Assign a single person to own this quarterly—shared responsibility means it won't get done. Bad contact data costs real time: bounced emails, outdated titles, and wrong publication names reduce response rates and damage your agency's reputation. Schedule the quarterly audit as a recurring calendar event so it's not an afterthought.

Frequently asked questions

How do we prevent siloed data when using multiple tools for different parts of our workflow?

Create a single source of truth for contact data (your CRM) and define which tool handles each workflow stage: CRM for contact management, project management tool for campaign planning and tracking, email for outreach records. Use native integrations or Zapier to push key data between tools automatically, and establish a quarterly audit to identify data inconsistencies. Without automation and ownership, tools will diverge—enforce the rule that contact updates in the CRM must flow to other tools, not the reverse.

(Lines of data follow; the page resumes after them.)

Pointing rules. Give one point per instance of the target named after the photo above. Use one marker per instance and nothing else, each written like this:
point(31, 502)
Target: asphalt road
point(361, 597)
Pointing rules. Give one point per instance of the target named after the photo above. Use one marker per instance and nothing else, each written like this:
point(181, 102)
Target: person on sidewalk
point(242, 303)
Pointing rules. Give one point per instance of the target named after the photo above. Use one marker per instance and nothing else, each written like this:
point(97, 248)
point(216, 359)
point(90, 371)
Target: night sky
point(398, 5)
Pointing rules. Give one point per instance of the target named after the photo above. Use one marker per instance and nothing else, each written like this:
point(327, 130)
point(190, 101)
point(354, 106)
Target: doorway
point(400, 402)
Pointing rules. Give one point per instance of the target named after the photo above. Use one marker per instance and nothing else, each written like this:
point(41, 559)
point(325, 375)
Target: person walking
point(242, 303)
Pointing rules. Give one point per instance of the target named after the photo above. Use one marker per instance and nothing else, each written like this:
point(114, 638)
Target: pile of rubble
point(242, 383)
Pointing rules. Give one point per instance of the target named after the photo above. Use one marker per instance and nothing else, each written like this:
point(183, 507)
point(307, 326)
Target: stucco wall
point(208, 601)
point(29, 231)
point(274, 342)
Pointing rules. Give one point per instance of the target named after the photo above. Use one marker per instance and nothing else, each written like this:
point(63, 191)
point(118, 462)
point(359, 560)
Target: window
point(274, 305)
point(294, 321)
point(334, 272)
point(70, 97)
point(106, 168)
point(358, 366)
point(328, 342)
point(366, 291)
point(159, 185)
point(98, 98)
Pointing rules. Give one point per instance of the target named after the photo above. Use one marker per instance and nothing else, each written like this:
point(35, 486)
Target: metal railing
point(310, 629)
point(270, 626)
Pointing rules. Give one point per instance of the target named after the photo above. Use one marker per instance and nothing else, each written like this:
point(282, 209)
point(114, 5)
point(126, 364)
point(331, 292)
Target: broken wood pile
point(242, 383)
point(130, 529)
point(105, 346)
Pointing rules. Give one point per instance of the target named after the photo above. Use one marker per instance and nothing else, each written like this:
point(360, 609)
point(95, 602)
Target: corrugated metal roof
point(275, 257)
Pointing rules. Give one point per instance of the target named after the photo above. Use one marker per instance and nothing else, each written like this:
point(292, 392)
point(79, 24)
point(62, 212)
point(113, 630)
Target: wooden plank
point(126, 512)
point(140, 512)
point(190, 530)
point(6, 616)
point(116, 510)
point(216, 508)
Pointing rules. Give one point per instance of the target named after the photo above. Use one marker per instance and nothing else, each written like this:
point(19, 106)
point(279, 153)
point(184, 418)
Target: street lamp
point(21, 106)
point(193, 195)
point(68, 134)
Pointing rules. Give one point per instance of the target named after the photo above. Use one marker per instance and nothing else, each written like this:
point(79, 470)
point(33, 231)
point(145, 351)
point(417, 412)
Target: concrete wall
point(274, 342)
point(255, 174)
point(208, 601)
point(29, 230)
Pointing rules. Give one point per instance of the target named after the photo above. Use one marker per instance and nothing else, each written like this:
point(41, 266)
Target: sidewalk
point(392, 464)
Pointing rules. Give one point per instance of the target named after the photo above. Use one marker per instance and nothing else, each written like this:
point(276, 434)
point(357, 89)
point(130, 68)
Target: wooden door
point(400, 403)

What's the actual cost difference between free and paid tools when factoring in team time and integrations?

Free tools rarely include integrations, forcing manual data entry between systems—a team of 3-4 can lose 3-5 hours weekly copying data between tools. Paid tools with native integrations cost £50-150/month per person but save 8-10 hours weekly across the team, offsetting cost in 2-3 months for most agencies. Calculate your team's hourly cost, multiply by estimated time wasted on manual work, then compare to annual tool cost; if your team's time waste exceeds tool cost, paid tools pay for themselves.

How do we manage campaign timelines across different tool platforms without losing visibility?

Use your project management tool as the source of truth for all dates and deliverables, and sync critical deadlines (release dates, campaign launch, key milestone dates) to a shared calendar that everyone accesses. Update the campaign tracking dashboard weekly during active campaigns so all team members and clients see the same progress metrics in one place. If your tools don't talk to each other, assign one person each week to reconcile dates between systems—a 15-minute task that prevents confusion.

Should we customise tools heavily or keep settings standard to avoid setup debt?

Customise only what directly impacts your workflow—custom fields for artist/project type and contact segmentation are essential; everything else creates maintenance burden. Heavy customisation locks you into tools: if you build a complex workflow in one platform, switching tools becomes prohibitively expensive. Keep custom fields minimal and documented so new team members understand what's required versus optional.

What should we document and archive after campaigns to build reusable agency knowledge?

Archive successful contact lists by genre/artist type, winning outreach angles and subject lines that generated responses, journalist coverage patterns (which outlets covered similar artists), and timeline learnings (best campaign length for this artist type). Store these in a shared folder organised by genre or artist category so junior team members can reference them rather than rebuilding lists from scratch. Without this, each new campaign starts from zero and you never build institutional advantage.